“Agencies”: Fannie Mae, Freddie Mac, Ginnie Mae, FHA, HUD, VA, RHS, USDA and State Agencies, as applicable.
“Agency Guidelines”: The Fannie Mae Guides, Freddie Mac Guide, Ginnie Mae Guide, FHA Regulations, USDA Regulations, VA Regulations, RHS Regulations or the HUD Handbook, as applicable, as such Agency Guidelines may be modified from time to time or enacted subsequent to the date of this Agreement, and any other applicable agreements, rules, regulations, directives, announcements, bulletins and instructions of the applicable Agency or Insurer relating to the servicing or subservicing of the Mortgage Loans, including any delegated authority and variances permitted by the related Agency.

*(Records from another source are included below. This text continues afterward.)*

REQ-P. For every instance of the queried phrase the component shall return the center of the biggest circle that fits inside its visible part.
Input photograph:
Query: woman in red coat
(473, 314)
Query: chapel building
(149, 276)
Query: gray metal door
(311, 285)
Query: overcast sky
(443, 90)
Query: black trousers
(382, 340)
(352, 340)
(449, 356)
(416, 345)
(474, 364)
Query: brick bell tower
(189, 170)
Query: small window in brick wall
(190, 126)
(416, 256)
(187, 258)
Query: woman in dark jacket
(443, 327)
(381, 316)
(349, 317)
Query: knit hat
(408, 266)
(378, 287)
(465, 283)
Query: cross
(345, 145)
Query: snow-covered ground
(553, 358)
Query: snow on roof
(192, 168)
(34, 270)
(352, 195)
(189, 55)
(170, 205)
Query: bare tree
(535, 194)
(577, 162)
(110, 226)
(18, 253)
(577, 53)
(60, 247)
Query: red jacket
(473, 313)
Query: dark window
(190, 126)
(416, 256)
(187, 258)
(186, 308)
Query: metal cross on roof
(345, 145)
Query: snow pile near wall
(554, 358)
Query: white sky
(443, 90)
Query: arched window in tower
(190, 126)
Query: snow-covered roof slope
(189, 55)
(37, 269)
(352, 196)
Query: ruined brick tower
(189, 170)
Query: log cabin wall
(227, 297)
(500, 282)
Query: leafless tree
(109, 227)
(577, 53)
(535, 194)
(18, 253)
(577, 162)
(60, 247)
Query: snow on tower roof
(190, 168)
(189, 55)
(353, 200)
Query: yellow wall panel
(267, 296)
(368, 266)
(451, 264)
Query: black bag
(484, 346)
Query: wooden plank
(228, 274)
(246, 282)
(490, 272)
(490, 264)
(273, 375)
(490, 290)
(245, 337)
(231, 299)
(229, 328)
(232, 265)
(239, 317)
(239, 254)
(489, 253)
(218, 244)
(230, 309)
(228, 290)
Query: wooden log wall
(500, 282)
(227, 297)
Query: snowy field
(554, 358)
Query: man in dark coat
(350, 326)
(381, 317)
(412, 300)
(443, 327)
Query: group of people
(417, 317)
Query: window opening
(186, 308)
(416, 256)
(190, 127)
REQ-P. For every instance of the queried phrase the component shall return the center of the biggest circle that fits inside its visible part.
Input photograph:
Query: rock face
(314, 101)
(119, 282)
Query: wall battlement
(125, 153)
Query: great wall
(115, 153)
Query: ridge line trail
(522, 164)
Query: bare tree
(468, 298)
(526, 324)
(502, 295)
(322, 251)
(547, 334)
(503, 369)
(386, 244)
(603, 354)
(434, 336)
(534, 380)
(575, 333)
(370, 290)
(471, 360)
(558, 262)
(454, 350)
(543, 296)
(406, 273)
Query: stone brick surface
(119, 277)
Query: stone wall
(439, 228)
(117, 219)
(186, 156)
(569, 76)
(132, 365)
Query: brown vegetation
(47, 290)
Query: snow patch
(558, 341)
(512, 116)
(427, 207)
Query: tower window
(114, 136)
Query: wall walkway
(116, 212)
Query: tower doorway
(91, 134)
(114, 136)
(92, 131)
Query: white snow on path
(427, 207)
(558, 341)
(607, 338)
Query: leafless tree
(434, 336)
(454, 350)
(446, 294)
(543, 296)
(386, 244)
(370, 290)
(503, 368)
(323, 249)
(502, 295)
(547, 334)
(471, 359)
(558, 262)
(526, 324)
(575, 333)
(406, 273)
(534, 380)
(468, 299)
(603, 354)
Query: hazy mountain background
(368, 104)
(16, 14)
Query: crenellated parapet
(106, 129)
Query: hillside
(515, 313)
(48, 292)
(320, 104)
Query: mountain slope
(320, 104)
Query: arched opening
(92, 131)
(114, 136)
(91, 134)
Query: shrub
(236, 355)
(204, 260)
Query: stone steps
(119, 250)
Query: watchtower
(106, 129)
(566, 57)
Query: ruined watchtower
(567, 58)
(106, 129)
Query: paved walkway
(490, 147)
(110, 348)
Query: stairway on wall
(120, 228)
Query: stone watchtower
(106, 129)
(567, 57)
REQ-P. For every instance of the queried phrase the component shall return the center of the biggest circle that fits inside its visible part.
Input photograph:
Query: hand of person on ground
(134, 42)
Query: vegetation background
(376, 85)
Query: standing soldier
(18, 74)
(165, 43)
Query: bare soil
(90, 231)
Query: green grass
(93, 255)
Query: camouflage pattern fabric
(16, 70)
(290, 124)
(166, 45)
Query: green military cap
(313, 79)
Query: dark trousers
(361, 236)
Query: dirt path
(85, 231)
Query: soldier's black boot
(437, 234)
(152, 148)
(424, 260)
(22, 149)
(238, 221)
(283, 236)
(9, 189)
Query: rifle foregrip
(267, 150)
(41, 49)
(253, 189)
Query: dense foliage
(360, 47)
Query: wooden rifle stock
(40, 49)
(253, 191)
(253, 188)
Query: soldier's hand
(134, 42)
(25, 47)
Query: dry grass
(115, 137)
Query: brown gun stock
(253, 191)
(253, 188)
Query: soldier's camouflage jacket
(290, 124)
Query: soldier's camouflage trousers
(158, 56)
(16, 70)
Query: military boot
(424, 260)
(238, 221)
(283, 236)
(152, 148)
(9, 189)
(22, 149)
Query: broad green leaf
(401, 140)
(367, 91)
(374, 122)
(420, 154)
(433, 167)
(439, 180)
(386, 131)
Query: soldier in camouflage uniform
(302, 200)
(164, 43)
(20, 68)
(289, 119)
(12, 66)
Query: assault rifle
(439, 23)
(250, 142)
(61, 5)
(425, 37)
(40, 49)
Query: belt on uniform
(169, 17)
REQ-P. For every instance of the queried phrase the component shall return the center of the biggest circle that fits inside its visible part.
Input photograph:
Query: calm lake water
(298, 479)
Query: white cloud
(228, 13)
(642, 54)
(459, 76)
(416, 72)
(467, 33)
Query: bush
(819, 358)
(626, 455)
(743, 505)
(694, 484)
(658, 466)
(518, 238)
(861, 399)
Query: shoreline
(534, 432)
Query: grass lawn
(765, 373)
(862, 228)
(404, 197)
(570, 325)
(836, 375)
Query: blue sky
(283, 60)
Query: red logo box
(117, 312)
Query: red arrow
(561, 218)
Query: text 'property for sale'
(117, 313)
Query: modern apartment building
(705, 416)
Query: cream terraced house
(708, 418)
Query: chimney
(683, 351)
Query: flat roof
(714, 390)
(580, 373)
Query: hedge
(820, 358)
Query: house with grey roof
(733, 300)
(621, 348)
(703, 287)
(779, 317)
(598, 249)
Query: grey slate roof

“Agreement”: This Agreement for the Bulk Purchase and Sale of Mortgage Servicing Rights, including all amendments hereof and supplements hereto, and all Exhibits, Schedules and ancillary documents attached hereto or delivered pursuant hereto.
“Ancillary Fees”: All income derived from the Mortgage Loans not required by the Agency Guidelines to be passed through to the Agency or the Mortgagors (other than the Servicing Fee), including but not limited to, any late payment charges, charges for dishonored checks, pay-off fees, assumption fees, conversion fees, expedited payment or convenience fees, commissions and administrative fees on cross-selling and optional products, and similar fees and charges, as applicable, collected from or assessed against the Mortgagor in accordance with Applicable Requirements.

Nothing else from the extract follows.